Though he is certainly not a mainstream Christian theologian, Emanuel Swedenborg (1688-1772) does offer some statements on God's eternity, and on Jesus Christ in relation to God and eternity, that may be helpful in answering the question.
These are taken from his work True Christianity, originally published in Latin in Amsterdam, 1771. The first two are about the eternity of God itself. The third and fourth relate God's eternity to Jesus Christ--and are thus perhaps relevant to the basis of "the claim of Jesus Christ" mentioned in the question.
God is infinite because he existed before the world, before space and time came into being. The physical world has time and space. The
spiritual world, on the other hand, lacks actual time and space,
although it does have apparent time and space.

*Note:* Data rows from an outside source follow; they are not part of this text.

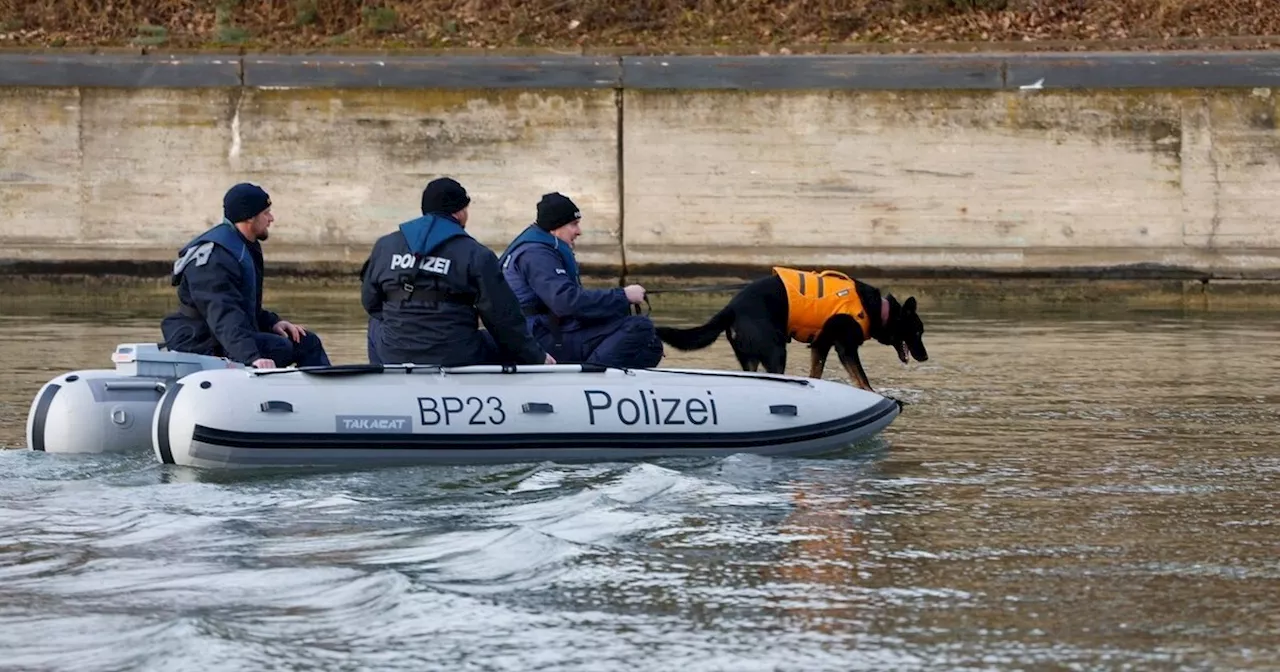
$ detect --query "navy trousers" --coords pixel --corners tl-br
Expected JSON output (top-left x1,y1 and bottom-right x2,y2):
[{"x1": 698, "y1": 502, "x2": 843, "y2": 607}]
[
  {"x1": 253, "y1": 330, "x2": 330, "y2": 367},
  {"x1": 547, "y1": 315, "x2": 662, "y2": 369}
]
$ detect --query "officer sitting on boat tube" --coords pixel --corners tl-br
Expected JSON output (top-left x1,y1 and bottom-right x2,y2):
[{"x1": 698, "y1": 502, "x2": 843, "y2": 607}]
[
  {"x1": 360, "y1": 178, "x2": 556, "y2": 366},
  {"x1": 160, "y1": 183, "x2": 329, "y2": 369},
  {"x1": 500, "y1": 192, "x2": 663, "y2": 369}
]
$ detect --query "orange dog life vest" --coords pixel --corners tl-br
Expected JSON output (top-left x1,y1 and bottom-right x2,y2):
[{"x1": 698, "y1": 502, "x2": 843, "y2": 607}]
[{"x1": 773, "y1": 266, "x2": 872, "y2": 343}]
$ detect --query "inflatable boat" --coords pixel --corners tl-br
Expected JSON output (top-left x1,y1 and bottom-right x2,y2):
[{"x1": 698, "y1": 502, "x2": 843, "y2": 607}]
[
  {"x1": 152, "y1": 365, "x2": 900, "y2": 468},
  {"x1": 27, "y1": 343, "x2": 244, "y2": 453},
  {"x1": 27, "y1": 343, "x2": 899, "y2": 468}
]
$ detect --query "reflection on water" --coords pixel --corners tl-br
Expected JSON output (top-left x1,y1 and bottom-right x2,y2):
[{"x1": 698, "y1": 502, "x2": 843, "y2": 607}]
[{"x1": 0, "y1": 289, "x2": 1280, "y2": 671}]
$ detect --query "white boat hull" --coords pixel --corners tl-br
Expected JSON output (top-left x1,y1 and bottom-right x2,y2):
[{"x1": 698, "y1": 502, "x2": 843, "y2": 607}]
[
  {"x1": 152, "y1": 365, "x2": 899, "y2": 468},
  {"x1": 27, "y1": 343, "x2": 242, "y2": 453}
]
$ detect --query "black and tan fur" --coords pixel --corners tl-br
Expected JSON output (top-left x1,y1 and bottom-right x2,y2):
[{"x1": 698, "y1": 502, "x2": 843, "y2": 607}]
[{"x1": 658, "y1": 275, "x2": 929, "y2": 392}]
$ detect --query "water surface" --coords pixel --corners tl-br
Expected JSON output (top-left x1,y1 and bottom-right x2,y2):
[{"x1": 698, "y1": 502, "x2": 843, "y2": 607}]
[{"x1": 0, "y1": 290, "x2": 1280, "y2": 671}]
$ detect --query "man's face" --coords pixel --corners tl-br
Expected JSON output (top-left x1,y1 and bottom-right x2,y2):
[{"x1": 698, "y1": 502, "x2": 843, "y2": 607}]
[
  {"x1": 248, "y1": 207, "x2": 275, "y2": 241},
  {"x1": 552, "y1": 219, "x2": 582, "y2": 247}
]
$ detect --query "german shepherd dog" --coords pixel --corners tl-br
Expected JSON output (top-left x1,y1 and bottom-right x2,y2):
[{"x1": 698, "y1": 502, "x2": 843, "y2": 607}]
[{"x1": 658, "y1": 274, "x2": 929, "y2": 392}]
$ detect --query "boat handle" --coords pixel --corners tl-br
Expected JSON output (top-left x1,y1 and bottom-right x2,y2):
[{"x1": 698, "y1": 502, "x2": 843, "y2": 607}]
[{"x1": 105, "y1": 380, "x2": 165, "y2": 393}]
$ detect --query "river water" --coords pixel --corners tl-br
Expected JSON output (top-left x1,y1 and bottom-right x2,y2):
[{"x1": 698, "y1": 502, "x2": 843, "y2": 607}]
[{"x1": 0, "y1": 286, "x2": 1280, "y2": 671}]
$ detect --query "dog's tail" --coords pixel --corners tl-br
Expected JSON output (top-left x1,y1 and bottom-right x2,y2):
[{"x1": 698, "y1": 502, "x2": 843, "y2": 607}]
[{"x1": 658, "y1": 306, "x2": 733, "y2": 351}]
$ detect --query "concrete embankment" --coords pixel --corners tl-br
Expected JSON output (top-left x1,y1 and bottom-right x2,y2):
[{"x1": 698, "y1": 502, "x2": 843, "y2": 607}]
[{"x1": 0, "y1": 45, "x2": 1280, "y2": 299}]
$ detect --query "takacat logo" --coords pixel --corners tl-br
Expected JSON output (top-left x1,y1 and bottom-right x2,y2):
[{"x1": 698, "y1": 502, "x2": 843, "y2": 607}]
[{"x1": 334, "y1": 415, "x2": 412, "y2": 434}]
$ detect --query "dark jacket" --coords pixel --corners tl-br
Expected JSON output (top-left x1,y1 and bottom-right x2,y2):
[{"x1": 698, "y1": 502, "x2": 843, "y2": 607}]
[
  {"x1": 360, "y1": 214, "x2": 547, "y2": 366},
  {"x1": 160, "y1": 219, "x2": 280, "y2": 364},
  {"x1": 500, "y1": 227, "x2": 631, "y2": 332}
]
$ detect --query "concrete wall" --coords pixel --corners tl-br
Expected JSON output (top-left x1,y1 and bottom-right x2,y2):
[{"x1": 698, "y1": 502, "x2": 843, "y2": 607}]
[{"x1": 0, "y1": 52, "x2": 1280, "y2": 278}]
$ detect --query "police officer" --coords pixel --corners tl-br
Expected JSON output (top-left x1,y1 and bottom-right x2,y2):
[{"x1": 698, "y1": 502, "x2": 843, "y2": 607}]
[
  {"x1": 360, "y1": 178, "x2": 556, "y2": 366},
  {"x1": 502, "y1": 192, "x2": 663, "y2": 369},
  {"x1": 160, "y1": 183, "x2": 329, "y2": 369}
]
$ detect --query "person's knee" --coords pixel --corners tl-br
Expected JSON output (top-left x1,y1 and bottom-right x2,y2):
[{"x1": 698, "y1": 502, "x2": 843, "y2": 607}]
[
  {"x1": 255, "y1": 333, "x2": 294, "y2": 367},
  {"x1": 294, "y1": 330, "x2": 329, "y2": 366}
]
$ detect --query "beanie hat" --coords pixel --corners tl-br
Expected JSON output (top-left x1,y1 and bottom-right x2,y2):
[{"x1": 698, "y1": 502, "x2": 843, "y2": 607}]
[
  {"x1": 422, "y1": 178, "x2": 471, "y2": 215},
  {"x1": 535, "y1": 192, "x2": 582, "y2": 230},
  {"x1": 223, "y1": 182, "x2": 271, "y2": 224}
]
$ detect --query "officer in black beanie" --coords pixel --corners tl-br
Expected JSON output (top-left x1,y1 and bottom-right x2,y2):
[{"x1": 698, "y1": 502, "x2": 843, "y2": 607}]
[
  {"x1": 360, "y1": 178, "x2": 556, "y2": 366},
  {"x1": 502, "y1": 192, "x2": 663, "y2": 369},
  {"x1": 160, "y1": 182, "x2": 329, "y2": 369}
]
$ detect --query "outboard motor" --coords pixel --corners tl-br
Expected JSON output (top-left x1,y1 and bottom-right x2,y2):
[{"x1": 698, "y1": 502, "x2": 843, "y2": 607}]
[{"x1": 27, "y1": 343, "x2": 243, "y2": 453}]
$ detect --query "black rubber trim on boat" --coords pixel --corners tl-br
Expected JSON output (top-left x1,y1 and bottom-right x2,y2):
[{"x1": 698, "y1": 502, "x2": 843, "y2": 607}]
[
  {"x1": 191, "y1": 399, "x2": 897, "y2": 453},
  {"x1": 31, "y1": 384, "x2": 63, "y2": 453},
  {"x1": 156, "y1": 383, "x2": 182, "y2": 465},
  {"x1": 640, "y1": 369, "x2": 813, "y2": 388}
]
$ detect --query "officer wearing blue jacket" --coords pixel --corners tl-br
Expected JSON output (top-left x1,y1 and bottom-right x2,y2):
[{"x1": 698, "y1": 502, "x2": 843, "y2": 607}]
[
  {"x1": 360, "y1": 178, "x2": 556, "y2": 366},
  {"x1": 502, "y1": 192, "x2": 663, "y2": 369},
  {"x1": 160, "y1": 183, "x2": 329, "y2": 369}
]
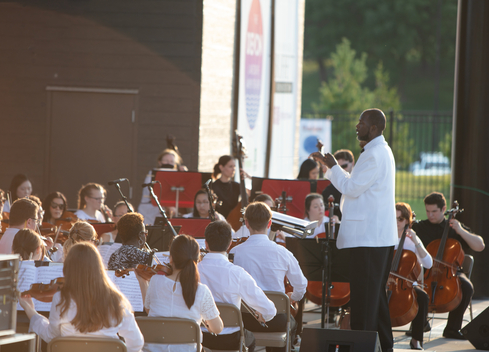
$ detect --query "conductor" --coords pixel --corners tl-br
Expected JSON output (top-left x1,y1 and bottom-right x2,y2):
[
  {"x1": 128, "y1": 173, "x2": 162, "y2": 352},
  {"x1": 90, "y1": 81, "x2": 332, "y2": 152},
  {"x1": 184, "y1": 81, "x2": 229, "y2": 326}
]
[{"x1": 312, "y1": 109, "x2": 397, "y2": 352}]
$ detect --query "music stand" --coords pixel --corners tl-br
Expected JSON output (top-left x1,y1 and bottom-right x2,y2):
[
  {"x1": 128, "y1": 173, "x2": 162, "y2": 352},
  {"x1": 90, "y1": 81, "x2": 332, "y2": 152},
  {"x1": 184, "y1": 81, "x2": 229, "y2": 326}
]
[
  {"x1": 251, "y1": 177, "x2": 311, "y2": 219},
  {"x1": 160, "y1": 217, "x2": 211, "y2": 238},
  {"x1": 285, "y1": 237, "x2": 350, "y2": 328},
  {"x1": 151, "y1": 169, "x2": 202, "y2": 211}
]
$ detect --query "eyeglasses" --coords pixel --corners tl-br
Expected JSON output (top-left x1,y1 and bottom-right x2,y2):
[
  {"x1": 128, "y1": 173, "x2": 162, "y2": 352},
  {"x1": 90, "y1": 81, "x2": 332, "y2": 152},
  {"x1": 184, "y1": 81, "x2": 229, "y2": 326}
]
[{"x1": 88, "y1": 196, "x2": 105, "y2": 202}]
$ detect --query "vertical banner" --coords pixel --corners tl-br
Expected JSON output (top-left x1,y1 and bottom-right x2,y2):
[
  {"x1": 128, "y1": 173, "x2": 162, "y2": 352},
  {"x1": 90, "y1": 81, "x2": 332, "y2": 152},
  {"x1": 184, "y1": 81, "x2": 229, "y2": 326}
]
[
  {"x1": 269, "y1": 0, "x2": 302, "y2": 178},
  {"x1": 299, "y1": 119, "x2": 332, "y2": 164},
  {"x1": 238, "y1": 0, "x2": 271, "y2": 177}
]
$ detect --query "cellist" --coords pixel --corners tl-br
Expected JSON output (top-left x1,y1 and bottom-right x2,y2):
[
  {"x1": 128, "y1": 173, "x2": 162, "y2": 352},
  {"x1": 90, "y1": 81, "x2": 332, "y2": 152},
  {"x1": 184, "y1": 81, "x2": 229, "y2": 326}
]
[
  {"x1": 413, "y1": 192, "x2": 485, "y2": 340},
  {"x1": 395, "y1": 203, "x2": 433, "y2": 350}
]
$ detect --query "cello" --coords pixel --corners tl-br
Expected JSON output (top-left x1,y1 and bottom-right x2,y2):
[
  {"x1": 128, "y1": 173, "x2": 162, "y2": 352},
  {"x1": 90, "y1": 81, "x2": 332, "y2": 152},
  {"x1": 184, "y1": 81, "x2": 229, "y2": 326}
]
[
  {"x1": 226, "y1": 131, "x2": 248, "y2": 231},
  {"x1": 424, "y1": 201, "x2": 465, "y2": 313},
  {"x1": 387, "y1": 216, "x2": 421, "y2": 327}
]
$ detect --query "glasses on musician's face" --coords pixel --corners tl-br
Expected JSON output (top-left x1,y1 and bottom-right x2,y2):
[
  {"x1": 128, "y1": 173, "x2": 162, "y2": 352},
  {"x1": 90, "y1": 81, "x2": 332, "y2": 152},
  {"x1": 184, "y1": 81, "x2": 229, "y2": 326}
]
[{"x1": 51, "y1": 202, "x2": 65, "y2": 210}]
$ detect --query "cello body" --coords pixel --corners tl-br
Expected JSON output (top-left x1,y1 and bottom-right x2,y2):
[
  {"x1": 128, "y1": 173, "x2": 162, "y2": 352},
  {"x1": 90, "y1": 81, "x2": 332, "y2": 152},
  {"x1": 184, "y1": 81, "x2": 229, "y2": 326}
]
[
  {"x1": 387, "y1": 250, "x2": 421, "y2": 327},
  {"x1": 424, "y1": 238, "x2": 465, "y2": 313}
]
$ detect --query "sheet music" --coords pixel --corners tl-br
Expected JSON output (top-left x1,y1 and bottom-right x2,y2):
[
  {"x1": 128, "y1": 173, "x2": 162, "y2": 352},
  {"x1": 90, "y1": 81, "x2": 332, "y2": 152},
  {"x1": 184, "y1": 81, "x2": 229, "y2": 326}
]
[
  {"x1": 107, "y1": 270, "x2": 144, "y2": 312},
  {"x1": 97, "y1": 242, "x2": 122, "y2": 269}
]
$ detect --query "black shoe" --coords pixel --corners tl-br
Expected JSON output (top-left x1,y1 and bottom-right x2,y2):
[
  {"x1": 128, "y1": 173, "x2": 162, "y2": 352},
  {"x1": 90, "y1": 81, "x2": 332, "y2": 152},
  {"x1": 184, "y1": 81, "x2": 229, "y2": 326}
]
[{"x1": 443, "y1": 329, "x2": 467, "y2": 340}]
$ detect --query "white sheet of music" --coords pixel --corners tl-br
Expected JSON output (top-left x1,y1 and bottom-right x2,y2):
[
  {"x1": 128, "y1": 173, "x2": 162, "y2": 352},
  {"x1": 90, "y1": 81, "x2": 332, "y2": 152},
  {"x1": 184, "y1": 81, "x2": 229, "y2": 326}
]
[
  {"x1": 97, "y1": 242, "x2": 122, "y2": 269},
  {"x1": 17, "y1": 260, "x2": 63, "y2": 312}
]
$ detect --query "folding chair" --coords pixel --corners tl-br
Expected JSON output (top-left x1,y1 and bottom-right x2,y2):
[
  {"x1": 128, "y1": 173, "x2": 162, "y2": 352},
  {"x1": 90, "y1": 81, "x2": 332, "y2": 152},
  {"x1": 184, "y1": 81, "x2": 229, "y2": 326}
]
[
  {"x1": 212, "y1": 302, "x2": 248, "y2": 352},
  {"x1": 253, "y1": 291, "x2": 291, "y2": 352},
  {"x1": 48, "y1": 336, "x2": 127, "y2": 352},
  {"x1": 135, "y1": 317, "x2": 201, "y2": 352}
]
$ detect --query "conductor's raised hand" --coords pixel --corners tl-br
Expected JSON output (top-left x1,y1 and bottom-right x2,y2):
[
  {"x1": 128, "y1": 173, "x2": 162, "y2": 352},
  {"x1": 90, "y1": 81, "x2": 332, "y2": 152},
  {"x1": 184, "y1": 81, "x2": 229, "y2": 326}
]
[{"x1": 310, "y1": 152, "x2": 337, "y2": 169}]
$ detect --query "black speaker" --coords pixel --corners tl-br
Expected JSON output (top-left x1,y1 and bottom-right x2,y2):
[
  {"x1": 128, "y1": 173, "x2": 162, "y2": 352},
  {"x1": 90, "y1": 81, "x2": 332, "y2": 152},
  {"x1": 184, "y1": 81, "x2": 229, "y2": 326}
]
[
  {"x1": 301, "y1": 328, "x2": 382, "y2": 352},
  {"x1": 462, "y1": 308, "x2": 489, "y2": 350}
]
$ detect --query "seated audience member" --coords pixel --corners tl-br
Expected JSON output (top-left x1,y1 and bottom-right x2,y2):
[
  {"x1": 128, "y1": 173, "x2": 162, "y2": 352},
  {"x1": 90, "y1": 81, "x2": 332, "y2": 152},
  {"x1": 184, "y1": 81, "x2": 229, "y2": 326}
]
[
  {"x1": 198, "y1": 220, "x2": 277, "y2": 352},
  {"x1": 19, "y1": 242, "x2": 144, "y2": 352},
  {"x1": 413, "y1": 192, "x2": 485, "y2": 340},
  {"x1": 232, "y1": 202, "x2": 307, "y2": 351},
  {"x1": 42, "y1": 192, "x2": 67, "y2": 225},
  {"x1": 102, "y1": 200, "x2": 134, "y2": 243},
  {"x1": 136, "y1": 234, "x2": 223, "y2": 352},
  {"x1": 12, "y1": 229, "x2": 45, "y2": 260},
  {"x1": 108, "y1": 213, "x2": 153, "y2": 270},
  {"x1": 75, "y1": 183, "x2": 112, "y2": 222},
  {"x1": 3, "y1": 174, "x2": 32, "y2": 213},
  {"x1": 183, "y1": 189, "x2": 226, "y2": 220},
  {"x1": 0, "y1": 198, "x2": 41, "y2": 254},
  {"x1": 297, "y1": 159, "x2": 319, "y2": 180},
  {"x1": 63, "y1": 220, "x2": 98, "y2": 258}
]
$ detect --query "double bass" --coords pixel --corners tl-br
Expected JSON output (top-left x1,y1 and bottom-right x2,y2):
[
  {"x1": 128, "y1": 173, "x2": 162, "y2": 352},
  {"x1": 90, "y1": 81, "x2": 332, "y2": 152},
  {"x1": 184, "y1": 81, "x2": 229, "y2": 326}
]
[
  {"x1": 387, "y1": 216, "x2": 421, "y2": 327},
  {"x1": 424, "y1": 201, "x2": 465, "y2": 313}
]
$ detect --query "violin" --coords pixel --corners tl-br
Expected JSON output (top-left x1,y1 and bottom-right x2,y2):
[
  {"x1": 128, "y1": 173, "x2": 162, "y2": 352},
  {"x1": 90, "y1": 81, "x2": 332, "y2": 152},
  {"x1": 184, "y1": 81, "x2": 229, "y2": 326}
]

Time and space were introduced into both worlds for the sake of
distinguishing one thing from another, large from small, many from few
- one quantity from another, and one quality from another. Time and space allow our bodily senses to discern the objects they are sensing;
and they allow our mental senses to discern the objects they are
sensing - to be affected, to think, and to choose. (True
Since the world was made, God has existed in space independently of space, and in time independently of time. . . .
God is present in space independently of space and in time
independently of time because God is always the same, from eternity to
eternity. What God was like before creation, God was like after
creation. Before creation, there was no space or time in and with God.
After creation, there was. Because God remained the same, then, he is
in space independently of space, and in time independently of time. As
a result, nature is separate from him and yet he is omnipresent in it.
(True Christianity #30)
Because God is present in all time independently of time, his Word [i.e., the Bible]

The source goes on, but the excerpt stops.